Eine besondere Kraft geht auch von der Gütergemeinschaft aus, die mit dem Blick auf die Bedürfnisse des Einzelnen und auf die Sorge für die Armen zu einem rechten Gebrauch der Güter und zur Freiheit von ihnen führen kann. Wo diese konkret gelebt wird, entwickelt sich eine neue Dynamik auf Einheit hin. Hier erfüllt sich, worum Jesus in Joh 17, 21 gebetet hat: „Vater, gib dass alle eins seien, du in mir und ich in ihnen, damit die Welt glaubt“. Wo eine solche Einheit sich verwirklicht, entsteht eine Ausstrahlung, die die Freude des Christ-seins auch auf andere überträgt.

Gemeinsames Leben – das Evangelisierung ist.

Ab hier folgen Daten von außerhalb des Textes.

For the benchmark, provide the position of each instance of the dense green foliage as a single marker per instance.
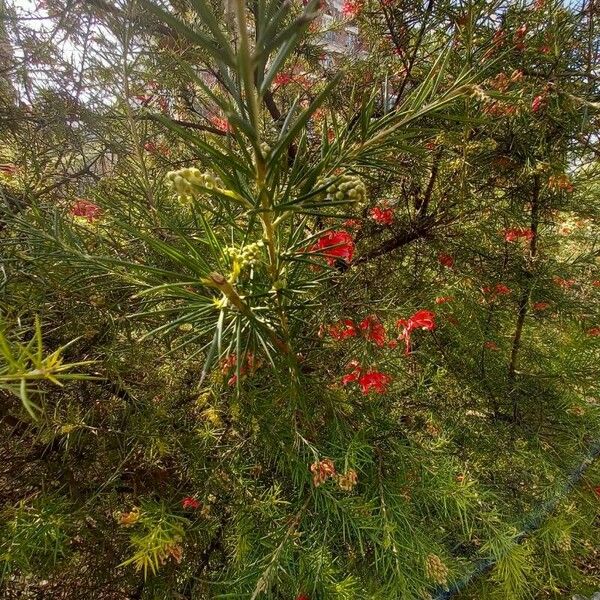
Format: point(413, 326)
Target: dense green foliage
point(282, 322)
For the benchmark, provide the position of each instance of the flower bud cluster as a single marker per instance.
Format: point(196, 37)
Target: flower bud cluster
point(184, 180)
point(248, 255)
point(348, 188)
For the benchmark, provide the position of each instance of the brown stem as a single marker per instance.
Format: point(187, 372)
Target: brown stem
point(402, 238)
point(526, 293)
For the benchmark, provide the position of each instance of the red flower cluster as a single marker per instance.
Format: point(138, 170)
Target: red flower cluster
point(9, 170)
point(335, 245)
point(353, 223)
point(373, 330)
point(283, 78)
point(367, 380)
point(351, 8)
point(343, 330)
point(422, 319)
point(383, 216)
point(221, 124)
point(446, 260)
point(189, 502)
point(517, 233)
point(86, 209)
point(538, 103)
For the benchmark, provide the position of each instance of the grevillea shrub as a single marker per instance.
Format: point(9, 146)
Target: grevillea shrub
point(280, 321)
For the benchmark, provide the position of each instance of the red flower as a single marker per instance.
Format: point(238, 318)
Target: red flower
point(540, 305)
point(353, 223)
point(516, 233)
point(351, 8)
point(446, 260)
point(221, 124)
point(422, 319)
point(537, 104)
point(335, 245)
point(86, 209)
point(374, 380)
point(564, 283)
point(283, 78)
point(383, 216)
point(190, 502)
point(374, 330)
point(9, 170)
point(143, 99)
point(343, 330)
point(350, 377)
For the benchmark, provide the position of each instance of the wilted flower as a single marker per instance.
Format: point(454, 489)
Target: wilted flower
point(538, 103)
point(564, 283)
point(86, 209)
point(560, 182)
point(348, 480)
point(383, 216)
point(446, 260)
point(129, 518)
point(517, 233)
point(322, 470)
point(189, 502)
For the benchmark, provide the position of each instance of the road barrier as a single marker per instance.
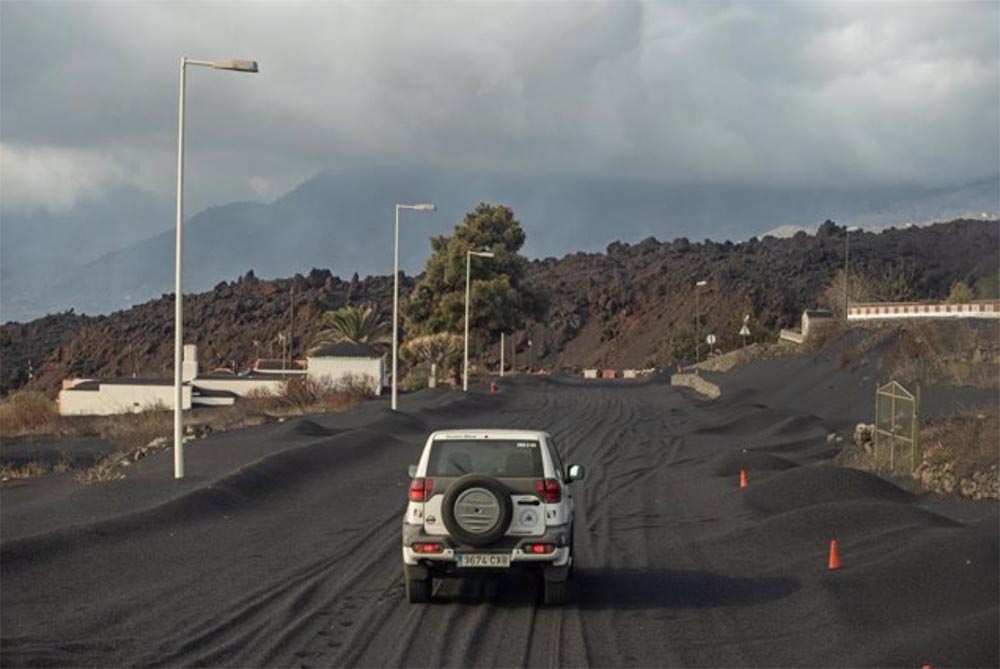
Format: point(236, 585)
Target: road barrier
point(897, 428)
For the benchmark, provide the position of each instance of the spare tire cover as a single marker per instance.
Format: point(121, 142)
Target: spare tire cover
point(477, 510)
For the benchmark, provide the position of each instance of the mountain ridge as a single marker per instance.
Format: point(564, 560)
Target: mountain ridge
point(609, 308)
point(342, 219)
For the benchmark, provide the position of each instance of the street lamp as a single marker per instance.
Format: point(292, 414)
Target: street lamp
point(847, 255)
point(395, 293)
point(468, 275)
point(697, 322)
point(236, 66)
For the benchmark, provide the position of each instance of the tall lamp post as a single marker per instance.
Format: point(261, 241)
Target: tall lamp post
point(395, 293)
point(697, 322)
point(847, 257)
point(236, 66)
point(468, 284)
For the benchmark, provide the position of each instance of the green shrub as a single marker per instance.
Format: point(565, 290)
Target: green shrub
point(28, 412)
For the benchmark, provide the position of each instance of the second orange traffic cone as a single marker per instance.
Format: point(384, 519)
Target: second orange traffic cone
point(834, 562)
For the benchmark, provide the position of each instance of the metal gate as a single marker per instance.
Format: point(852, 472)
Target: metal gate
point(897, 428)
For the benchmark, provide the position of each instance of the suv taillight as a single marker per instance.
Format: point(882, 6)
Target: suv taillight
point(549, 490)
point(420, 489)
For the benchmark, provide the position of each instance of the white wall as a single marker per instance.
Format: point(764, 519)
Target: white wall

5. Aus der aktuellsten Studie der katholischen Kirche in Deutschland

Eine für die deutsche Bischofskonferenz erstellte soziologische Studie über die Situation der Kirche in Deutschland, die so genannte Sinus-Studie, zeigt auf, dass wir als Kirche insgesamt nur noch drei von zehn möglichen gesellschaftlichen Milieus erreichen. Der Grund der Kirchenferne so vieler gesellschaftlicher Gruppen liegt nicht nur an der in den letzten Jahren erfolgten Säkularisierung, sondern viel mehr an den Mitgliedern und den Hauptamtlichen der Kirche selbst, die ihre (missionarischen) Hausaufgaben nicht machen. Es ist Hunger nach Gott da, aber er wird nicht gestillt. Die Gottesdienste erscheinen vielen Zeitgenossen eher langweilig und nichts sagend. Positiven Eindruck machen immer noch alles, was die Caritas in ihren vielen Hilfsangeboten leistet, und die kirchliche Entwicklungshilfe in den großen Werken Misereor, Adveniat und Renovabis. Dabei stelle sich ganz neu und provozierend heftig die Sinnfrage in einer durch Relativismus, Hedonismus und zunehmende Arbeitslosigkeit geschwächten Gesellschaft. So suchten viele wieder die Nähe Gottes in den Gottesdiensten, gehen aber oft frustriert nach Hause.

Einige unserer Fokolarpriester haben sich ganz bewusst darauf eingelassen, mit diesen suchenden Zeitgenossen neue Formen, das Evangelium zu leben, zu entwickeln:

Priester, eingebunden in eine Gemeinschaft mit anderen Priestern und im Verbund mit Laien, die ebenso intensiv wie sie das Evangelium leben, erweisen sich als eine echte Quelle für die lebendige Erfahrung der Gegenwart Christi in der Mitte der Glaubenden. Sie leben wie Maria, die alles daran setzte, dass Christus zur Welt kommt. Ein solches „marianisches“ Wirken von Pfarrern und Kaplänen ist offen für Ihn und für die Menschen in ihrem jeweiligen Milieu, weil es geprägt ist von einem Dialog mit allen und gleichzeitig mitten in der Kirche steht.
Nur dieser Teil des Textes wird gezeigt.